Octavia Spencer who plays Dorothy Vaughn, a computer at Nasa is the true spirit of rebellion. She enters a library and steals a book from the white section, because she cannot find the book she needs in the coloured section. She does this with her kids who need an explanation about why she stole it. It was a book about FORTRAN, the computer language she wants to learn so she does not loose her job as the computer, now that the real computer is there.
Janelle Monae who plays Mary Jackson files a petition, pleads her case and wins the right to attend classes at the night school for an advanced degree simply to apply for the engineer’s position, while the people she works with are already looking up to her. In this fight there is no visible enemy so whom do you scream on?
Taraji P. Henson plays Katherine, a widow with three children, she is one of the best minds at Nasa, but she isn’t fighting for glory, she is just trying to make ends meet, while figuring out some of the most complicated mathematics and assuring on the go-no-go protocols.

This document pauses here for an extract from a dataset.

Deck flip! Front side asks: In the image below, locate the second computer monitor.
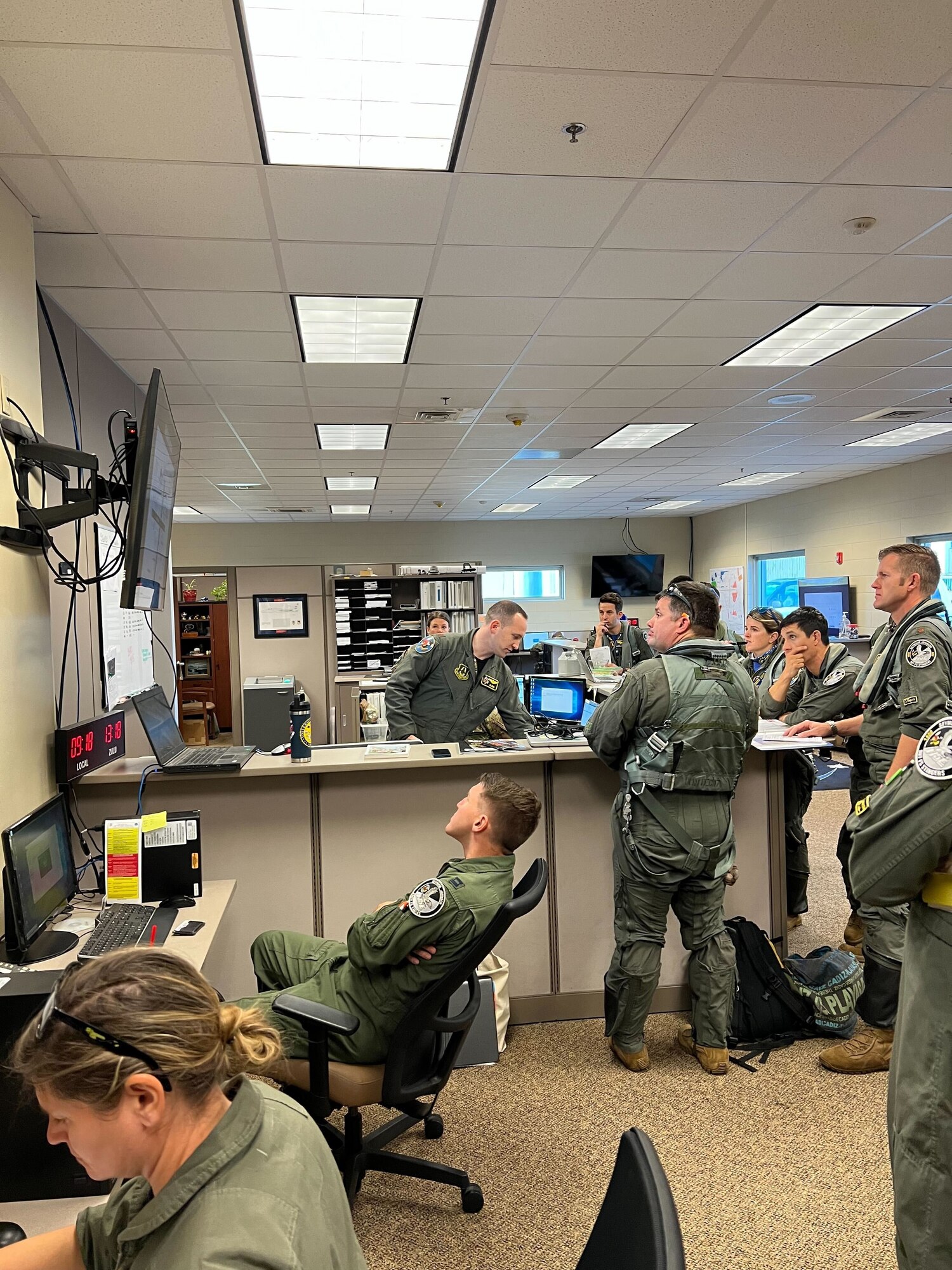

There seems to be no other way the film could have been made, no other way the story could have been told to evoke a better response. It is not designed to give you a feeling of euphoria in the end with a crescendo, it is not meant to evoke joy. It is a very close approximation of the three lives in the space and time that cinema as a medium works with.
If there is one thing that I take away from this film, it is the spirit of living, of survival, of breathing because it is important.